Why is it not possible for the Government to do what some local authorities do; namely, not use a preconceived figure, but consider policies based on the viability of a housing scheme put forward by a housing association? Is much consideration needed to show that in the inner areas of London, and at different levels in other cities, costs have far exceeded, and will continue to exceed, the kind of figures now applied by the Government?

Mr. Eyre

The hon. Gentleman's point about local authorities is a matter for local decision. There is also concern about housing associations operating in the South East and other areas in the vicinity of London. The possibility of increasing the cost limits will depend a great deal on what is done for London itself.

In the development and intermediate areas my impression is that housing associations are in the main content with the existing cost limits, at least for the dura- tion of the operation of the Housing Act, 1971, though there are limited areas of special difficulty which again will have to be considered. In other areas the Department is always ready to consider cases for increasing limits where it has become evident that housing associations are unable to operate within the existing ceiling.

I am grateful to my hon. Friend the Member for Buckingham (Mr. Benyon) for his remarks in support of the order. My hon. Friend spoke about the whim of the district valuer, but it is a little more than that. It is the exercise of independent professional judgment, sometimes in very difficult circumstances. My hon. Friend also asked that consideration should be given to a system of Government guarantees. I shall consider that point. Perhaps my hon. Friend will let me have the details which the rules of order prevented his giving me.

My hon. Friend the Member for Northants, South (Mr. Arthur Jones) referred to the form of organisation at present applying to housing associations and societies. With his experience in these matters, my hon. Friend will know that there are historical reasons for the present differences and, to some extent, anomalies. There is no doubt that clarification is desirable. I am happy to say that this aspect of the work of housing associations and societies is under review. We want the voluntary housing associations to be as effective as possible and, after full consideration, we hope in due course to bring forward proposals to this effect, subject always to the limitation mentioned by my hon. Friend of the availability of legislative time in the House.

In reply to the point made by my hon. Friend the Member for Dorset, South (Mr. Evelyn King), it is clear that the housing associations have made great progress, as the report up to the end of last year shows. The Government intend to see that they will be in a position to continue giving considerable help in dealing with housing problems. The Government are realistic and firm in this intention and they recognise the important contributions which housing associations can make to the solution of housing problems. I appreciate that this applies very much in the rural areas to which my hon. Friend referred.

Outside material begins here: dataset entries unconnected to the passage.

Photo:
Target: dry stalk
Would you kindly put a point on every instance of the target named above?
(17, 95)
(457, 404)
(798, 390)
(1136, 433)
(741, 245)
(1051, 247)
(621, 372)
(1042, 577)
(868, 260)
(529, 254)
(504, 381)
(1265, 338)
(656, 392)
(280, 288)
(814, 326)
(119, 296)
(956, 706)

I repeat that the problems raised by hon. Members and their solution will be given careful consideration. I ought to say how grateful I am to my hon. Friend the Member for Southampton, Test (Mr. James Hill) for his remarks in support of the order.

I conclude by saying that the housing associations welcome the order as a most valuable step forward. It gives me great pleasure to recommend it warmly to the House.

Question put and agreed to.

Resolved, That the Housing Associations (Increased Contributions) Order 1972, a draft of which was laid before this House on 16th May, be approved.